As you can see here, this section of an Atom feed can also contain elements detailing categories, intellectual property rights, contributors' details, a feed's logo, and more.

The Entry Section

An Atom feed contains one or more entry sections. These are just like an RSS feed's item sections. The entry section, just like the feed's main metadata section, has the obligatory id, title, updated, author, and link. It wouldn't be much use without the content, and it's highly recommended to have the summary, a "a short summary, abstract, or excerpt of the entry."
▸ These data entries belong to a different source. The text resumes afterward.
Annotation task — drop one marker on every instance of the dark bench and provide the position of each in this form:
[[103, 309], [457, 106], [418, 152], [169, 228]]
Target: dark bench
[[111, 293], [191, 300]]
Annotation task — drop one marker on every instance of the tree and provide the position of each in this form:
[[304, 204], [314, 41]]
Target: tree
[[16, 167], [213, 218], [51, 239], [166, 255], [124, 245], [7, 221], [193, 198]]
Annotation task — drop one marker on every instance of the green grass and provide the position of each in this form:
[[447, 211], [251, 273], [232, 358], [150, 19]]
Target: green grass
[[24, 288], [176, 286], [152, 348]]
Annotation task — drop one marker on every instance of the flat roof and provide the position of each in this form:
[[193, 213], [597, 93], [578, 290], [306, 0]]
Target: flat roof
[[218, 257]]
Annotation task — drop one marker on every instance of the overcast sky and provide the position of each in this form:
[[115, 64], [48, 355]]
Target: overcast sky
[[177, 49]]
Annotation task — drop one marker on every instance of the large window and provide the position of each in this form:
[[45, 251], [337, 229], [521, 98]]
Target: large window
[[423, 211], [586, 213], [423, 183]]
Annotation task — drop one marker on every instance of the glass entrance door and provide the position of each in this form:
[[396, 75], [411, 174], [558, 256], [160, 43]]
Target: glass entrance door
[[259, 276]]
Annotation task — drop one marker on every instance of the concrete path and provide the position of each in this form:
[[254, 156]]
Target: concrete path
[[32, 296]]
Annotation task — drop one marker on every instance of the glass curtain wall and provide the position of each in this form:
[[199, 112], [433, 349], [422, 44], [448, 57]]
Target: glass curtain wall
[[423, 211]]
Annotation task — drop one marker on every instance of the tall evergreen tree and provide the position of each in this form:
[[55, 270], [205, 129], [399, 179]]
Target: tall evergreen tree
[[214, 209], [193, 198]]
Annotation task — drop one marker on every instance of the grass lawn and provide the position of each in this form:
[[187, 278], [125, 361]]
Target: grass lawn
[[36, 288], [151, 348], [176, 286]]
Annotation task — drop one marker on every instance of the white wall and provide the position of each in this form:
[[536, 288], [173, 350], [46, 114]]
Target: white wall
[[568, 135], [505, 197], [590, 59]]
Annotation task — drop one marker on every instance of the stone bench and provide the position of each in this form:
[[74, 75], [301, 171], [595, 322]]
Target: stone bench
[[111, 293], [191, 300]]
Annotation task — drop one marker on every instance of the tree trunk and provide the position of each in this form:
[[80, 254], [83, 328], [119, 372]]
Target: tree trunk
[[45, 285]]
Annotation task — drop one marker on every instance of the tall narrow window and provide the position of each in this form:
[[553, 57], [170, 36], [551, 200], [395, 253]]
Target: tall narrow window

In addition to those core features, an Atom entry can contain categories and rights information, and an interesting (and unique to Atom) element called source. The source element allows for metadata about an entry's parent feed to be preserved if that entry is copied from one feed to a new one. An example of this might look like:

<source>

  <id>http://example.org/</id>

  <title>Fourty-Two</title>

  <updated>2003-12-13T18:30:02Z</updated>

  <rights>© 2005 Example, Inc.</rights>

</source>

More on the optional subelements that can be used in the entry element can be found here.

Constructs

An Atom feed is made up of standardized elements. Each of these elements is blessed with content that has been organized into one of the options provided by the Reusable Syntax of Constructs. Apart from being a particularly good name for a modern jazz quintet, the idea behind the Reusable Syntax of Constructs is to make the discussion of elements, both established and proposed, much simpler.

The official version 1.0 specification lists two official constructs, although the developer's guide has six: category, content, link, date, person, and text.

Constructs allow new elements, within new namespaces, to be added to an Atom feed in a controlled way. Elements pointing to a person, for example, should use the Person construct, and not reinvent the wheel. Mandating that dates are to be written only in rfc3339 format means that developers do not need to waste time on getting date-parsing code to work with anything else, and so on.

What's to Come?

The Atom Syndication Format is only the first part of the Atom project. It is balanced by the Atom Publishing Protocol, more commonly known as the Atom API. The aim of this project is to improve on, and replace, the existing XML-RPC-based publishing protocols such as the Blogger API. The AtomPub working group also has its specification in the IETF ratification process, if a few steps behind the Syndication Format. Expect to hear a lot more about the Atom Publishing Protocol in the next year.